Personally I use checked exceptions whenever I can't use Either<> and avoid unchecked like a plague.
Yeah, it's pretty sad Java language designer just completely deserted exception handling. I don't think there's any kind of improvement related to exceptions between Java 8 and 24.
That's what I thought at first too. At first glance they look equivalent, telling API users what the expected result of a method call is. In that sense, both are equivalent.
But after experimenting a bit with checked exceptions, I realized how neglected exceptions are in Java.
- There's no other way to handle checked exceptions other than try-catch block
- They play very badly with API that use functional interfaces. Many APIs don't provide checked throws variant
- catch block can't use generic / parameterized type, you need to catch Exception or Throwable then operate on it at runtime
After rolling my own Either<L,R>, it felt like a customizable typesafe macro for exception handling.

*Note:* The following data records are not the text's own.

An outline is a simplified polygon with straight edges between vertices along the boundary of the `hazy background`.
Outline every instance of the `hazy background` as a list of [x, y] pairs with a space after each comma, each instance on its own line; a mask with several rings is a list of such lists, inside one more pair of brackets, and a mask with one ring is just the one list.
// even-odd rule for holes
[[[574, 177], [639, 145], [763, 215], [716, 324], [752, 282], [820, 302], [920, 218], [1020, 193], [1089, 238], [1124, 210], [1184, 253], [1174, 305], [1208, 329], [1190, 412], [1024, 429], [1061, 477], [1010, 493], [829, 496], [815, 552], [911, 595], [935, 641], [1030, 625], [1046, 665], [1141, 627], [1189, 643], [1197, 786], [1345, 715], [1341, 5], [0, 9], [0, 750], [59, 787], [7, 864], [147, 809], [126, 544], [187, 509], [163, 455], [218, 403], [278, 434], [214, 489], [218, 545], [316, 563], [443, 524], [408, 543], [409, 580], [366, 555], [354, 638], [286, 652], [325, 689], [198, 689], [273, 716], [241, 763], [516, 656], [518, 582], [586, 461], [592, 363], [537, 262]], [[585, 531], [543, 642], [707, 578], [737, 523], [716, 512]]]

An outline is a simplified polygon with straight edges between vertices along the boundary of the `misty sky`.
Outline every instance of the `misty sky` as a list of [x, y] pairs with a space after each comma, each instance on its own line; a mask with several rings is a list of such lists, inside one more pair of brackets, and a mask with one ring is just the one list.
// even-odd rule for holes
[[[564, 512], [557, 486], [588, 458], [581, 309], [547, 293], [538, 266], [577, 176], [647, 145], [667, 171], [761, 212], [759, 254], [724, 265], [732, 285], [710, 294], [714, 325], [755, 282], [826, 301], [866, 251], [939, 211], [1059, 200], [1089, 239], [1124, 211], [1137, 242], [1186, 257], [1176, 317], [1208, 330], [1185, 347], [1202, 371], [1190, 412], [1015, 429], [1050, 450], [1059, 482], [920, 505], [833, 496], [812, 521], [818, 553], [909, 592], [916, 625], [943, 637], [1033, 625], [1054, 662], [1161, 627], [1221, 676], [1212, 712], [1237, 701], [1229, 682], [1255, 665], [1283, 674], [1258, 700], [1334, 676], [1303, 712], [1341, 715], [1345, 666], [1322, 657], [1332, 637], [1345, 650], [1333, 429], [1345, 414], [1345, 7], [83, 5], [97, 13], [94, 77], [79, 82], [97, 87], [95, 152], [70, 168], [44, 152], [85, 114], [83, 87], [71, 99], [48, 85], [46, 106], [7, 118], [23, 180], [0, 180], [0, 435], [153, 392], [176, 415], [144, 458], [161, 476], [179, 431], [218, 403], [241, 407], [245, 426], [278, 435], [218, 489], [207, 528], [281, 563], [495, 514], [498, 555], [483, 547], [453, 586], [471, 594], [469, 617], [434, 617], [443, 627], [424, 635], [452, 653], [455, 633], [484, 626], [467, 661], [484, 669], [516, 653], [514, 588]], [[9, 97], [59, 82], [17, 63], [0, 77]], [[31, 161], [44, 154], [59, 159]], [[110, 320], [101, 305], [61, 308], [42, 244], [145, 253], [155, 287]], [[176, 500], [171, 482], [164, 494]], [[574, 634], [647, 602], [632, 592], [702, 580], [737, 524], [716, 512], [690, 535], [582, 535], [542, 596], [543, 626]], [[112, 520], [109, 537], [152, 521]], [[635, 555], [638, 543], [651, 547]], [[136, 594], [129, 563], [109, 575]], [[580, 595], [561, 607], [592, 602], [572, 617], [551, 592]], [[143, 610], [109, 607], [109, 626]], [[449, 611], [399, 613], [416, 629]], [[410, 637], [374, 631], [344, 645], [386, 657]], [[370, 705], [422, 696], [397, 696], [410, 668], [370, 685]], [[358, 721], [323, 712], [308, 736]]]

It addresses all the annoyances I had with checked exception handling, and it plays nicely with exhaustive pattern matching using `sealed`.
Granted, it has the drawback that sometimes I have to explicitly spell out types due to local type inference failing to do so. But so far it has been a pleasant experience of handling error gracefully.
I would say one we are allowed to bash upon, forgetting the history of key programming languages with checked exceptions predating Java (CLU, Modula-3 and C++), whereas the other is the cool FP programming concept that everyone coding is coffee shops is supposed to find cool.
Semantically from CS point of view in language semantics and type system modelling, they are equivalent in puporse, as you are very well asking about.
I point it out because I think the distinction is interesting.
Can we build tools that helps us work with the boundary between isosemantic and isomorphic? Like any two things that are isosemantic should be translatable between each other. And so it represents an opportunity to make the things isomorphic.
Personally I use checked exceptions whenever I can't use Either<> and avoid unchecked like a plague.
Yeah, it's pretty sad Java language designer just completely deserted exception handling. I don't think there's any kind of improvement related to exceptions between Java 8 and 24.